Ultraculture’s Jason Louv has described the Trump election outcome as like living in “the darkest timeline.”
I had similar feelings after watching the 2000 dotcom crisis unfold in real-time; after Bush v Gore in 2000; and after the September 11 terrorist attacks. I spent much of 2002-04 in the Strategic Foresight program at Swinburne University writing retrospectives and looking for sources of hope.
The best way to deal with “the darkest timeline” scenario is to create a focal point and attempt to move to adjacent possibility-spaces. This requires an internal locus of control, creativity, and being able to identify causal pathways: necessary and sufficient conditions. Yet it is difficult in the face of chaotic events or overwhelming structural forces. A candle in the dark will eventually dim and burn itself out.
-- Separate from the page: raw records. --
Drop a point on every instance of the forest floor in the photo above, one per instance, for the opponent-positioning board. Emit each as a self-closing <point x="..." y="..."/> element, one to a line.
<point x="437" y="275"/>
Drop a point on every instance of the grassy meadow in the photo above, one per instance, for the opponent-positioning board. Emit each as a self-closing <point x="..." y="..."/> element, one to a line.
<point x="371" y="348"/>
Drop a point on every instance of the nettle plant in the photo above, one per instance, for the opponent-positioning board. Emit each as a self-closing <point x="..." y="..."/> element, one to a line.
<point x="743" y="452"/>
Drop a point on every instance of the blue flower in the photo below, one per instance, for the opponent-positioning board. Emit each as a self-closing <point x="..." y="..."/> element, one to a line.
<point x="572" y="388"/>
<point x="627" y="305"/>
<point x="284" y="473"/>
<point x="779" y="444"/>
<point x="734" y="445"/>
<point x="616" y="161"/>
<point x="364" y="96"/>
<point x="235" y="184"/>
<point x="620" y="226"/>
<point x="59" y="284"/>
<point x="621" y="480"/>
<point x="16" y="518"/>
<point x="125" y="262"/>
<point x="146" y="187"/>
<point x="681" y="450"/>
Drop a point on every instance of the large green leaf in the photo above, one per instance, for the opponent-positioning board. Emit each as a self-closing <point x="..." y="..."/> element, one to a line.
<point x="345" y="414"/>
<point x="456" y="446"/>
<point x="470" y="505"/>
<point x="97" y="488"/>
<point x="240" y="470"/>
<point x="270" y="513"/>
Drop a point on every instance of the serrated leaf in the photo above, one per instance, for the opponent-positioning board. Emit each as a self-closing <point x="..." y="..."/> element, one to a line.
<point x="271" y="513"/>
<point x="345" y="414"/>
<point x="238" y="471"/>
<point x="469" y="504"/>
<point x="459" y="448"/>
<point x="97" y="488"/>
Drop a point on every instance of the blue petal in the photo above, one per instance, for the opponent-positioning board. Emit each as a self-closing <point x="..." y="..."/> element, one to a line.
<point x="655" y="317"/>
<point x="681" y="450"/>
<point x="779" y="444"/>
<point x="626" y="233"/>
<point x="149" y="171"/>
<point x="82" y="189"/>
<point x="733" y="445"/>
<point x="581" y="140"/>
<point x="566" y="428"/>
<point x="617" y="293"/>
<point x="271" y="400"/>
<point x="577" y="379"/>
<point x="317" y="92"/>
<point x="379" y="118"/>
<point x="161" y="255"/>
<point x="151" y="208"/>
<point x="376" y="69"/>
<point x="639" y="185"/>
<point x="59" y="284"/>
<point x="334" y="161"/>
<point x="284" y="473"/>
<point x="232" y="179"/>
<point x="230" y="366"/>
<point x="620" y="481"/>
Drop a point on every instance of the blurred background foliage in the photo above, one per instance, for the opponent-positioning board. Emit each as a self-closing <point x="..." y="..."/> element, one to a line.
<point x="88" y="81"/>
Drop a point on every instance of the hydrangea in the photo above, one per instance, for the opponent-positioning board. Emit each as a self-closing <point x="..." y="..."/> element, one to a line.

Chaos theory and the complexity sciences have come up in several recent discussions. In one exchange, I found Peter J. Carroll‘s writings to be ill-defined and unclear. In another exchange, different underlying epistemologies were discussed. Richard Metzger and Jason Louv were influenced by contemporary chaos magic: to do rituals and to create sigils in the tradition of Austin Osman Spare. I went in a different direction: studying chaos theory (James Gleick; Edward Lorenz; Benoit Mandelbrot; and others); then reading about how such models can affect your life (e.g. Steven Strogatz’s Sync or Albert-László Barabási’s Linked); and more recently, looking at dynamical systems, mathematics and simulation modelling in the context of financial markets. For me, contemporary chaos magic is but a shadow of the scientific vistas of chaos theory and the complexity sciences.